The band eventually come face to face with the problem; a whole cloister of choirboys, all the wrong side of living and breathing, who have a nasty habit of dealing with any musicians who come their way.
But they’ve never happened upon a Sophie yet, who packs quite a ghost killing talent under that very beautiful hair:
I’ll not give too much else away, as this is definitely one I really, really want you to experience for yourselves. But like most everything else in here, the dastardly plan and the reasons for it are both inventive and silly in the idea and the execution. There’s a wonderful natural touch to Smith’s dialogue and voice; as if we’re listening to a bunch of friends having a chat, with all the jokes, all the digs, all the easiness you might expect, and the occasional break the third wall or meta moment you may not. But everything here adds up to a really fun, really very good comic.

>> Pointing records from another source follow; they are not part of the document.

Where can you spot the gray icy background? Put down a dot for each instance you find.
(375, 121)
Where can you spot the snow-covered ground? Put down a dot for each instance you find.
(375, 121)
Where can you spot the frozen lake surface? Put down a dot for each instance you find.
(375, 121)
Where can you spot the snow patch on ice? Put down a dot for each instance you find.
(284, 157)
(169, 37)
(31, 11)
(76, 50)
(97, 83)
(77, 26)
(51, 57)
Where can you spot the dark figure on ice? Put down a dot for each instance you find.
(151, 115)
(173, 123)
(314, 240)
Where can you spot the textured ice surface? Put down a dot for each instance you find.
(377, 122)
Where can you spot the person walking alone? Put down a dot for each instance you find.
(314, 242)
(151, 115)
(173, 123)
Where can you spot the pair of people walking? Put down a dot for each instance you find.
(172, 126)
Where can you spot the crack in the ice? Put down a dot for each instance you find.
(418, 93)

It’s extremely John Allison of course. You can all see that right? Obvious influence, even down to the little things like the flat solid colour panels. But influence is fine, Smith is moving along a similar style path, nothing more. And her art is definitely maturing and developing as she goes on, just a look at her other thing, the very sweet, very uplifting One Good Thing that we looked at in December. I said back then that there’s a naivety about her art, but that comes out as a positive thing, a youthfulness and flow that lightens it, adds to the fun.
Thing is, if you’re looking at The Way We Write as a comic to depict the music of Her Name Is Calla, you really couldn’t be further from the actual sound of the band., who are actually somewhere far darker and intense than the mood here. The NME called it “massive, pastorally apocalyptic music” and having listened to it through this review and beyond (isn’t Spotify just the best?) I can see what they mean, there’s a Radiohead meets This Mortal Coil thing there, and it’s a very involved, yet really rewarding listen. It’s certainly not the fun colourful vibe given off by the comic though.
Rachael Smith is fairly young, and relatively new at this game, but just like John Allison she has the style, the line, the skill to slowly build up an audience and be the next big thing. I’m personally really hoping to see more and more of her work in the years to come. You can find her at Rachael Smith Illustration and at her One Good Thing blog.
The Way We Write is released on 13th March direct from Her Name Is Calla’s bandcamp. You should definitely buy it.
There’s a launch night for the comic on 16th March at Leicester’s The Crumblin’ Cookie which includes Her Name Is Calla performances.